À la retraite depuis une quinzaine d’années, l’ancien docteur Gratien St-Pierre se dévoue plus que jamais à sa passion, l’écriture. Le 2 décembre, il a fait paraître de façon indépendante son cinquième livre, le roman policier Le miel et l’érable.

Publicité
Activer le son

Après avoir publié un roman « standard » et trois contes amérindiens, Gratien St-Pierre a eu envie de se lancer dans un autre registre, confie-t-il en entrevue au COURRIER. « J’ai bien aimé les contes, car ça laisse aller l’imaginaire, mais les romans policiers, ça permet de créer des situations plus périlleuses. Les lecteurs veulent trouver le coupable et cherchent des détails qui donneront des indices pour y arriver. » Grand amateur des romans d’Agatha Christie, il a toutefois cessé d’en lire pour éviter de se laisser influencer dans son écriture. Une grande partie de son livre a été écrite alors qu’il se trouvait aux Îles-de-la-Madeleine, se laissant inspirer par l’environnement bien différent de celui de la région maskoutaine.
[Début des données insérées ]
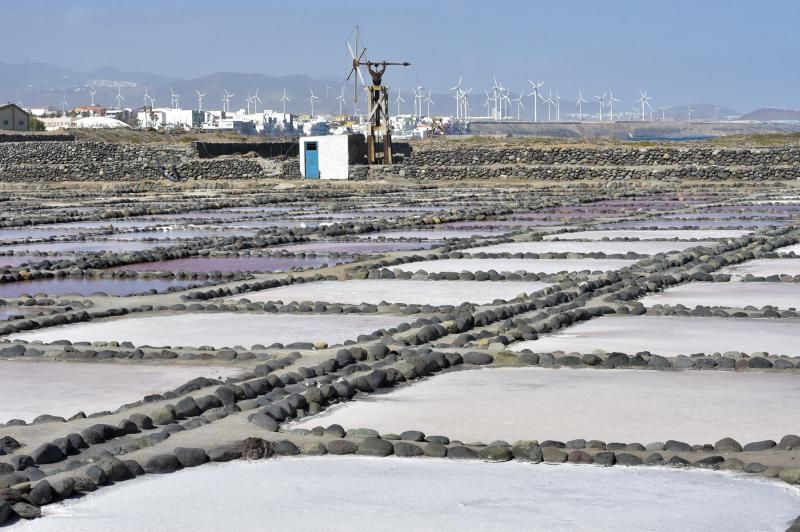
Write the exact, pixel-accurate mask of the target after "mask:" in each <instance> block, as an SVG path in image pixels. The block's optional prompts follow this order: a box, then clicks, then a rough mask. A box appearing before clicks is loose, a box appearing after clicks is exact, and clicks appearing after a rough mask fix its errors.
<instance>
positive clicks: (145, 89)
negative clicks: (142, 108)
mask: <svg viewBox="0 0 800 532" xmlns="http://www.w3.org/2000/svg"><path fill="white" fill-rule="evenodd" d="M142 100H144V106H145V107H148V106H149V107H153V102H155V99H154V98H153V97H152V96H150V95H149V94H148V93H147V89H145V90H144V98H142Z"/></svg>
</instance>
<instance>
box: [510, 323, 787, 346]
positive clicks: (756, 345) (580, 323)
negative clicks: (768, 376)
mask: <svg viewBox="0 0 800 532" xmlns="http://www.w3.org/2000/svg"><path fill="white" fill-rule="evenodd" d="M798 338H800V320H774V319H753V318H695V317H681V316H607V317H603V318H596V319H593V320H591V321H586V322H582V323H579V324H577V325H573V326H571V327H568V328H566V329H562V330H560V331H557V332H555V333H551V334H547V335H544V336H541V337H540V338H539V339H538V340H531V341H525V342H517V343H515V344H511V346H510V347H511V349H513V350H514V351H521V350H522V349H530V350H531V351H534V352H539V353H546V352H550V351H558V350H561V351H567V352H569V351H578V352H580V353H591V352H592V351H594V350H595V349H602V350H604V351H608V352H610V351H621V352H623V353H627V354H630V355H634V354H636V353H638V352H639V351H645V350H647V351H650V352H651V353H653V354H656V355H667V356H671V355H690V354H692V353H706V354H711V353H715V352H719V353H724V352H725V351H742V352H745V353H755V352H760V351H767V352H769V353H774V354H784V355H790V356H800V343H798V342H797V339H798Z"/></svg>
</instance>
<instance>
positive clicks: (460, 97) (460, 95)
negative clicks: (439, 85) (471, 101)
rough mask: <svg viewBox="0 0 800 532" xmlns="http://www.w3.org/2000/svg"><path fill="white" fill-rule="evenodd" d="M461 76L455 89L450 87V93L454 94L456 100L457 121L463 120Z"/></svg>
mask: <svg viewBox="0 0 800 532" xmlns="http://www.w3.org/2000/svg"><path fill="white" fill-rule="evenodd" d="M461 79H462V77H461V75H460V74H459V76H458V83H457V84H456V85H455V87H450V89H449V91H450V92H452V93H454V94H453V97H454V98H455V99H456V120H457V119H459V118H461V98H462V94H461Z"/></svg>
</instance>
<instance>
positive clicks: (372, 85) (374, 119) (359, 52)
mask: <svg viewBox="0 0 800 532" xmlns="http://www.w3.org/2000/svg"><path fill="white" fill-rule="evenodd" d="M351 37H354V42H353V44H352V45H351V44H350V41H349V40H348V41H347V51H348V52H349V53H350V58H351V59H352V68H351V70H350V73H349V74H348V76H347V80H349V79H350V78H353V103H354V104H357V103H358V84H359V82H360V83H361V84H362V86H364V87H365V88H366V89H367V92H368V93H369V96H368V102H367V103H368V104H369V114H368V115H367V120H369V132H368V134H367V160H368V161H369V164H392V130H391V127H390V125H389V87H387V86H385V85H384V84H383V74H384V72H386V67H388V66H410V65H411V63H409V62H407V61H403V62H393V61H370V60H369V59H365V57H364V56H365V55H366V53H367V49H366V48H365V47H364V45H363V43H362V42H361V34H360V31H359V29H358V26H356V27H355V28H354V29H353V32H352V33H351ZM362 66H365V67H367V71H368V72H369V75H370V77H371V78H372V80H371V83H370V84H367V83H366V82H365V81H364V76H363V74H362V73H361V67H362ZM354 74H355V75H354ZM379 140H382V141H383V154H382V155H383V156H382V157H378V153H377V146H378V141H379Z"/></svg>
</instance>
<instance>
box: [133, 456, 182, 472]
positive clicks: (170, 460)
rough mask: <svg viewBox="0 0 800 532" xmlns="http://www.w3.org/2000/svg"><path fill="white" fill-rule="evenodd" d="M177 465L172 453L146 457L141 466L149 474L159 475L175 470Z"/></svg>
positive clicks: (175, 460) (178, 462)
mask: <svg viewBox="0 0 800 532" xmlns="http://www.w3.org/2000/svg"><path fill="white" fill-rule="evenodd" d="M179 465H180V464H179V462H178V458H177V457H176V456H175V455H174V454H157V455H155V456H151V457H150V458H148V459H147V460H146V461H145V463H144V464H143V466H142V467H143V468H144V470H145V472H147V473H149V474H156V475H160V474H164V473H172V472H174V471H176V470H177V469H178V466H179Z"/></svg>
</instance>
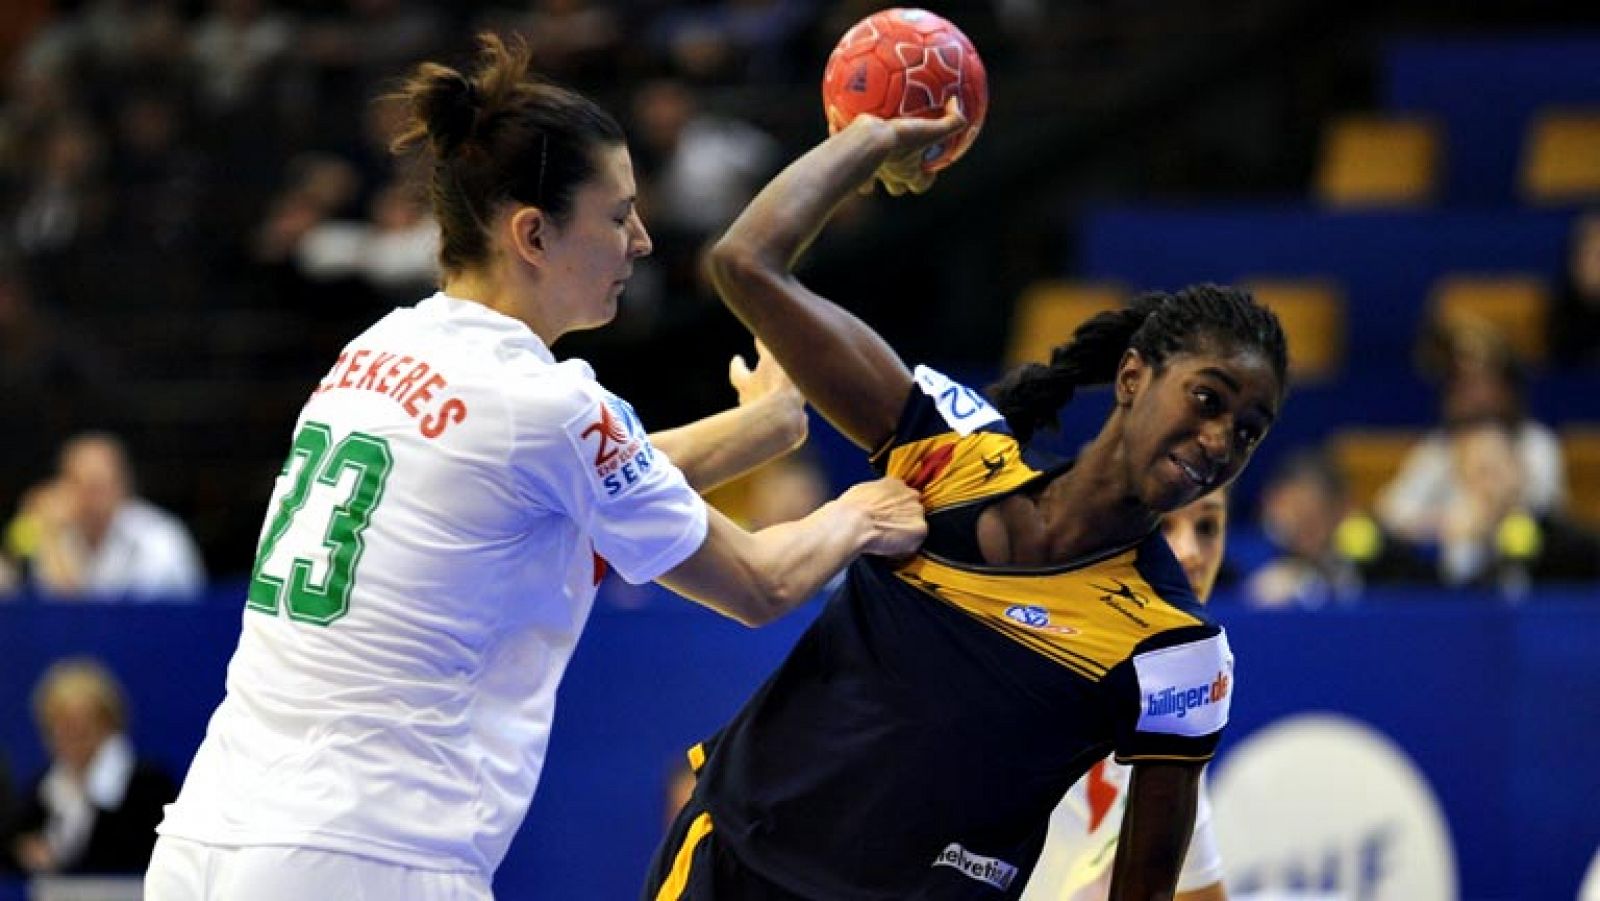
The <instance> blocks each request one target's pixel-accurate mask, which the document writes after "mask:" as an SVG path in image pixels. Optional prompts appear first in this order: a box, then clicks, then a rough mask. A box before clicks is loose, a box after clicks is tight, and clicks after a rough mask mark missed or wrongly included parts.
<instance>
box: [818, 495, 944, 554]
mask: <svg viewBox="0 0 1600 901" xmlns="http://www.w3.org/2000/svg"><path fill="white" fill-rule="evenodd" d="M835 503H837V504H840V506H843V507H850V509H854V511H859V512H861V514H864V515H866V517H867V525H869V538H867V541H866V546H864V547H862V551H861V552H862V554H877V555H878V557H904V555H906V554H910V552H914V551H917V549H918V547H922V539H923V538H926V536H928V523H926V520H925V519H923V511H922V495H920V493H917V490H914V488H910V487H909V485H906V483H904V482H901V480H899V479H894V477H888V479H875V480H872V482H861V483H859V485H851V487H850V490H848V491H845V493H843V495H840V496H838V501H835Z"/></svg>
« L’action se passe dans la région ici, dont au marché central », explique l’auteur de Saint-Damase, pointant la couverture du livre : une vieille photo en noir et blanc du marché. D’ailleurs, le titre fait référence à deux marchands, spécialisés dans les produits de l’érable et du miel, qui seront liés dans l’histoire. « ll va se passer beaucoup de choses dans le roman, dont une relation amoureuse qui va mal se terminer. Ça commence dans les années 1955 pour se terminer au début des années 1960 », ajoute Gratien St-Pierre, précisant que même s’il présente certains faits historiques dans son roman, celui-ci ne tombe pas dans la catégorie du roman historique.

Lancement à la Brûlerie

Un lancement a été organisé le 2 décembre, dans le cadre d’un 5 à 7 à la Brûlerie Mondor. Selon l’auteur, environ 120 personnes sont venues le rencontrer et lui acheter un exemplaire de Le miel et l’érable. « C’est mon plus gros lancement jusqu’à présent », remarque celui qui estime qu’environ les trois quarts des acquéreurs de son nouveau livre sont des lecteurs fidèles, le reste ayant été attiré par le bouche à oreille.

Les premiers commentaires reçus par Gratien St-Pierre sont très encourageants. « On m’a dit que c’était bien écrit et qu’on comprenait bien ce que je voulais dire, que je ne laissais aucune ambiguïté. » Cela le motive à continuer à travailler sur un second roman policier, avec quelques personnages qui reviendront, mais évoluant dans un environnement différent. Gratien St-Pierre espère lancer un sixième livre d’ici la fin 2017.